De rechtbank heeft wat in 4.8 is overwogen niet geheel onderkend. Dat betekent dat de aangevallen uitspraak moet worden vernietigd. Doende wat de rechtbank zou behoren te doen, zal de Raad het beroep gegrond verklaren en het bestreden besluit vernietigen voor zover het betreft de intrekking van de AIO-aanvulling over de periode vanaf 6 december 2011 en de terugvordering.
4.10.
De Raad dient na vernietiging van het bestreden besluit te bezien welk vervolg hieraan dient te worden gegeven.
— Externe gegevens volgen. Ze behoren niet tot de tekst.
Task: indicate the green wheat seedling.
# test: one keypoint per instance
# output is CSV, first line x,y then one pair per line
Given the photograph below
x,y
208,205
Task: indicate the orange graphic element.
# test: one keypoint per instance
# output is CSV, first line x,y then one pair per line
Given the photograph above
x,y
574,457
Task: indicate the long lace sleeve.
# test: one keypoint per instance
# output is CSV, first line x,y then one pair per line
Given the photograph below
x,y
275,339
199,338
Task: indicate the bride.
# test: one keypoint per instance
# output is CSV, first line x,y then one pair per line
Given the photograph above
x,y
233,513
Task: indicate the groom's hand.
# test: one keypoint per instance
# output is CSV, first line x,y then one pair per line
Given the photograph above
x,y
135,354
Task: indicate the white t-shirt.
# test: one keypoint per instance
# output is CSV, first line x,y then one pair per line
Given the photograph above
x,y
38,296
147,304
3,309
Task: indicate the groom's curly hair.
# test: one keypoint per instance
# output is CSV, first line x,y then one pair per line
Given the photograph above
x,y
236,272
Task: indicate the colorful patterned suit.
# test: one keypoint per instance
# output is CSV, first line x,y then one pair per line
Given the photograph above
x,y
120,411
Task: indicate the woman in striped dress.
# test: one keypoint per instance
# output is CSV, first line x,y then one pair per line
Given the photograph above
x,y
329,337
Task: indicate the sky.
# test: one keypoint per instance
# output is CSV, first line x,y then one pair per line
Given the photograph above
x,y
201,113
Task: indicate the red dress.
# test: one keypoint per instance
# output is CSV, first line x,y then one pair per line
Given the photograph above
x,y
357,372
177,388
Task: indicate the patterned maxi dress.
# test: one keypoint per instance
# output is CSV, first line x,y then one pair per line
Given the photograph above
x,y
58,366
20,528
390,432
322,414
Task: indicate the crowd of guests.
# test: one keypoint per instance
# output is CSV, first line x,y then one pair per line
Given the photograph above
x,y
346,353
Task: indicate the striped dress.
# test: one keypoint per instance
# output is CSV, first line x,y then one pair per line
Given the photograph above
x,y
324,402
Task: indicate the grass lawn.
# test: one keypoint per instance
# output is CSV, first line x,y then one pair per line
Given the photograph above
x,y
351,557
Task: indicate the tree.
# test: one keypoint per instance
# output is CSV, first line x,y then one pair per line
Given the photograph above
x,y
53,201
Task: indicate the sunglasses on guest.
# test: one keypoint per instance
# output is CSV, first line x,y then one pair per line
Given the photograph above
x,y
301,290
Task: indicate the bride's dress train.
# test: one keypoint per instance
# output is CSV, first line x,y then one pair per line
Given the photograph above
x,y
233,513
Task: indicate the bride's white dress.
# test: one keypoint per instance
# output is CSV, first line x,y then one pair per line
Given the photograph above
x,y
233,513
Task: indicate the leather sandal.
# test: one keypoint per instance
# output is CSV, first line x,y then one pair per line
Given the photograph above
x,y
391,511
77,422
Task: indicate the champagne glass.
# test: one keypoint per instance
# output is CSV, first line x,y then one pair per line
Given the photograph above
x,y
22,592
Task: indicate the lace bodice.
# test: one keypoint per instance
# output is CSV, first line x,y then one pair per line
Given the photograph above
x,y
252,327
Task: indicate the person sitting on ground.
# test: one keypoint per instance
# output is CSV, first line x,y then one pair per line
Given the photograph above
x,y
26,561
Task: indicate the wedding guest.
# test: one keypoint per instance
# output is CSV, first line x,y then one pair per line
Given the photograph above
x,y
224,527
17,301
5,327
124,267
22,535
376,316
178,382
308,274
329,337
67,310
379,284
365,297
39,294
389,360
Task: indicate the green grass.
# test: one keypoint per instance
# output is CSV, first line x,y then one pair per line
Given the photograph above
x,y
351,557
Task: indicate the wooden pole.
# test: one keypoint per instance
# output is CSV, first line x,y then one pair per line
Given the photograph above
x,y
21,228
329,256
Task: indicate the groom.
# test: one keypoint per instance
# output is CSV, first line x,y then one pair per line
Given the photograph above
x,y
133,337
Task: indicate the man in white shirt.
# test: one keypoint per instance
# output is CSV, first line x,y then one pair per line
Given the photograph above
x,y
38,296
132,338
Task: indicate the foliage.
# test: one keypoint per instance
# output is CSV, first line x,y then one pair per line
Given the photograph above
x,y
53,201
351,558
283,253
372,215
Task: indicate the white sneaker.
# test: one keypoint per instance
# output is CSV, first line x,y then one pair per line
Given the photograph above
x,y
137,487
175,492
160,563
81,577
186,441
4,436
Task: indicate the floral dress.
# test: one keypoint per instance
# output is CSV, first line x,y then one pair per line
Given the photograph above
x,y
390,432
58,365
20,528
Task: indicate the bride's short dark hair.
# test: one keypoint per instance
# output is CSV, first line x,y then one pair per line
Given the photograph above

De rechtsgevolgen van het bestreden besluit kunnen niet in stand worden gelaten en de Raad ziet, behoudens de herroeping van de intrekking vanaf 6 december 2011, geen mogelijkheden om zelf in de zaak te voorzien. De Svb dient een nieuwe berekening te maken van het terug te vorderen bedrag. Daarom zal de Svb opdracht worden gegeven om met inachtneming van deze uitspraak in zoverre een nieuwe beslissing op het bezwaar te nemen. Aangezien dit slechts een rekenkundige uitwerking zal vergen is een bestuurlijke lus niet aangewezen.
5.
Aanleiding bestaat de Svb te veroordelen in de kosten van appellant. Deze kosten worden begroot op € 974,- in bezwaar, € 974,- in beroep en € 974,- in hoger beroep voor verleende rechtsbijstand, in totaal dus € 2.922,-.

BESLISSING

De Centrale Raad van Beroep
- vernietigt de aangevallen uitspraak;
- verklaart het beroep gegrond;
- vernietigt het besluit van 6 juli 2012 voor zover dit ziet op de intrekking over de periode
vanaf 6 december 2011 en herroept het besluit van 5 januari 2012 in zoverre;
- vernietigt het besluit van 6 juli 2012 voor zover dit betrekking heeft op de terugvordering en
draagt de Svb op in zoverre een nieuwe beslissing op het bezwaar te nemen met
inachtneming van deze uitspraak;
- veroordeelt de Svb tot vergoeding van de kosten in bezwaar, beroep en hoger beroep tot een
bedrag van in totaal € 2.922,-;
- bepaalt dat de Svb aan appellant het in beroep en hoger beroep betaalde griffierecht van in
totaal € 157,- vergoedt.
Deze uitspraak is gedaan door R.H.M. Roelofs als voorzitter en M. Hillen en C.G. Kasdorp als leden, in tegenwoordigheid van O.P.L. Hovens als griffier. De beslissing is uitgesproken in het openbaar op 25 februari 2014.